Cervical cancer is preventable through regular screening. So it comes as a shock that 8,000,000 women in the US did not undergo screening during the past five years. Why not? The recession? Are your finances more important than your health? How much does a visit to the gynecologist for preventative health screening cost? I'll give you a hint; it costs less than the cost of cervical cancer treatment. It costs less than lost time at work. And it costs much less than the loss of a woman's life to her family.
Get screened now. Everything else are empty excuses.
CDC: Eight million women in the US have skipped cervical cancer screening in the past five years.
NBC Nightly News (11/5, story 8, 1:55, Williams) reported, “A startling number out tonight from the CDC reporting that eight million women in” the US “have skipped the screening test for cervical cancer in just the past five years.”
On its website, NBC News (11/6, Fox) reports that Ileana Arias, the CDC’s deputy director, said, “Every visit to a provider can be an opportunity to prevent cervical cancer by making sure women are referred for screening appropriately.” Arias added, “We must increase our efforts to make sure that all women understand the importance of getting screened for cervical cancer.
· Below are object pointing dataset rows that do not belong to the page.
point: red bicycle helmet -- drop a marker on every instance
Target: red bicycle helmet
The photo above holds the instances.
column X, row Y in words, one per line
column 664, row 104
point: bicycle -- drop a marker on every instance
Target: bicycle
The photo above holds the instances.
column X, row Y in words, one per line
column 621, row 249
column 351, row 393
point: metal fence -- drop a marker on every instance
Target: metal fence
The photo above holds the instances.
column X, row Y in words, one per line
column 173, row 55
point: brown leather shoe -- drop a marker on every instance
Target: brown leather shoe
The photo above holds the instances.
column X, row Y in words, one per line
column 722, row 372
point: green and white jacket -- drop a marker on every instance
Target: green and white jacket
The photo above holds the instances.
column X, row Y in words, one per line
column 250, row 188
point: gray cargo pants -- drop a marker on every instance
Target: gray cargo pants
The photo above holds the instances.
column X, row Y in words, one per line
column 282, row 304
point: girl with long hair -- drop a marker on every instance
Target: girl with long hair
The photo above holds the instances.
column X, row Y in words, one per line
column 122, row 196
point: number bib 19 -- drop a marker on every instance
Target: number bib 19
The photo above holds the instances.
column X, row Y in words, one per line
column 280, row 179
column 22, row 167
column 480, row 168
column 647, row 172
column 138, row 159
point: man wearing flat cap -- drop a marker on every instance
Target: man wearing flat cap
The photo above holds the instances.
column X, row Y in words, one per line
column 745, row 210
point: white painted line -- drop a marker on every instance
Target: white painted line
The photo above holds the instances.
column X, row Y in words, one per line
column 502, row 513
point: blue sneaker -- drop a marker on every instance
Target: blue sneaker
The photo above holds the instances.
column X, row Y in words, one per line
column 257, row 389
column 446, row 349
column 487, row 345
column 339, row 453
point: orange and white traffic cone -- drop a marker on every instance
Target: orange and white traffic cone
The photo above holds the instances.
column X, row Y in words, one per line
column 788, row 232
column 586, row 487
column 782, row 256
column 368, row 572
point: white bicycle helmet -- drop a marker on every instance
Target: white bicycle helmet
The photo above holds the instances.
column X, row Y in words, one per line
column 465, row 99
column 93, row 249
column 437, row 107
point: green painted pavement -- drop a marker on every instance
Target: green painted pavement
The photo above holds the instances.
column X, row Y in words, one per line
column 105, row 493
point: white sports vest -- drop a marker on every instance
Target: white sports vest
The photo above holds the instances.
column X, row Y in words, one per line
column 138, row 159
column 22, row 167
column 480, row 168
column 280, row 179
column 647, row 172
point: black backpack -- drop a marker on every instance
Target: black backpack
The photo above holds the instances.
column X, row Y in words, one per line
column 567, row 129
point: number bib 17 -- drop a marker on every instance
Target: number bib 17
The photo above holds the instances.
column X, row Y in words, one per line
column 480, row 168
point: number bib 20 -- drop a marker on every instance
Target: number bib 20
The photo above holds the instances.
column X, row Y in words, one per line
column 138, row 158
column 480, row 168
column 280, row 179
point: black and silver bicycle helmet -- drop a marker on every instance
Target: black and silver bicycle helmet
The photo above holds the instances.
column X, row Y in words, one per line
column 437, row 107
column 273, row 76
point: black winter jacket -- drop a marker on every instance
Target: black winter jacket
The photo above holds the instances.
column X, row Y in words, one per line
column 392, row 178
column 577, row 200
No woman should die from cervical cancer.”
The Augusta (GA) Chronicle (11/6, Corwin) reports that approximately “12,000 women are diagnosed each year with cervical cancer and about 4,000 die from it, Arias said.” The Chronicle adds, “Lack of screening, cervical cancer cases and cervical cancer deaths are particularly high for the South, she said.”
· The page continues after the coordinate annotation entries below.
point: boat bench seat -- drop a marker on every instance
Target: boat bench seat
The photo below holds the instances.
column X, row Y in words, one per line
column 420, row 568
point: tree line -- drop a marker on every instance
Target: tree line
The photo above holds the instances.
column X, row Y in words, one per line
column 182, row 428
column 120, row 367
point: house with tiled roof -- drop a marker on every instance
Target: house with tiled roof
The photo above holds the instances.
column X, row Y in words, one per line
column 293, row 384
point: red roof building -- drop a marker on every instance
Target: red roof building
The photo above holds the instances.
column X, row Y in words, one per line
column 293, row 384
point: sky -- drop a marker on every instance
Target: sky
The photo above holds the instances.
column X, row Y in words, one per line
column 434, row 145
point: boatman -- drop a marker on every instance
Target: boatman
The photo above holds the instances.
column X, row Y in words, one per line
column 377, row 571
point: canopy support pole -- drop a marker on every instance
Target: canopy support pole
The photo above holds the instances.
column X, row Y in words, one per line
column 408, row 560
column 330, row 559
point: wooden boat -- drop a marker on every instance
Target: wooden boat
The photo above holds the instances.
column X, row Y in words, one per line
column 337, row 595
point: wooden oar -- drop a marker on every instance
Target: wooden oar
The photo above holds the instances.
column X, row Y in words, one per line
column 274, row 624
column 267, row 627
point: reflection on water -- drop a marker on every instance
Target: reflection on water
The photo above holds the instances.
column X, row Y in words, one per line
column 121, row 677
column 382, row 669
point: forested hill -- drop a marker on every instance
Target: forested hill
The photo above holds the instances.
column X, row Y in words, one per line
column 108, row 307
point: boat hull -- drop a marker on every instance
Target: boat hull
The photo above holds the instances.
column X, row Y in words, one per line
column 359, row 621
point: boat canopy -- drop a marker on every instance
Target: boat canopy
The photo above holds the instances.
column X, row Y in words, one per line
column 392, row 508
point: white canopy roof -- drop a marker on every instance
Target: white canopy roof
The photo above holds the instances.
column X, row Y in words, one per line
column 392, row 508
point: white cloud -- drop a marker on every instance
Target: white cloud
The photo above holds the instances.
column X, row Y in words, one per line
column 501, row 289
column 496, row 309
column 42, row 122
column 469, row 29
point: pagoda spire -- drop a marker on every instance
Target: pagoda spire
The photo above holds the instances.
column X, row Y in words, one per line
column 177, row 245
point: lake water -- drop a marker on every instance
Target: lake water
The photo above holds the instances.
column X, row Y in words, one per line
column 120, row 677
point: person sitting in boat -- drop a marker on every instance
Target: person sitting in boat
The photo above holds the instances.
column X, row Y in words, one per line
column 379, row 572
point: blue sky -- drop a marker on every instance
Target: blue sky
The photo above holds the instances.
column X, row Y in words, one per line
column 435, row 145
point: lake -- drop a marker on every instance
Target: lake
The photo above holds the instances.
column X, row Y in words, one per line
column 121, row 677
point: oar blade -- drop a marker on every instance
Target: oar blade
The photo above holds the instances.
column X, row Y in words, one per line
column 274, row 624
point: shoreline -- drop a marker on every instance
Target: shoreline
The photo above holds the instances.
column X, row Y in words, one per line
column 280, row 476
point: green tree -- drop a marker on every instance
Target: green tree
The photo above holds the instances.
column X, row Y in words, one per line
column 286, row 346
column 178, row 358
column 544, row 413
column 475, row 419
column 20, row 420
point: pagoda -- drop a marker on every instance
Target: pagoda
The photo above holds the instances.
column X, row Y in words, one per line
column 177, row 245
The Oregonian (11/6, Terry) reports that “in 2012 alone,” the CDC “found that more than 11 percent of the women surveyed were not been screened.” The survey indicated that “the percentages were much higher for those without health insurance – 23 percent – and even higher for women who did not have a regular health care provider – nearly 26 percent.” Also covering the story are HealthDay (11/6, Preidt) and Medscape (11/6, Brooks).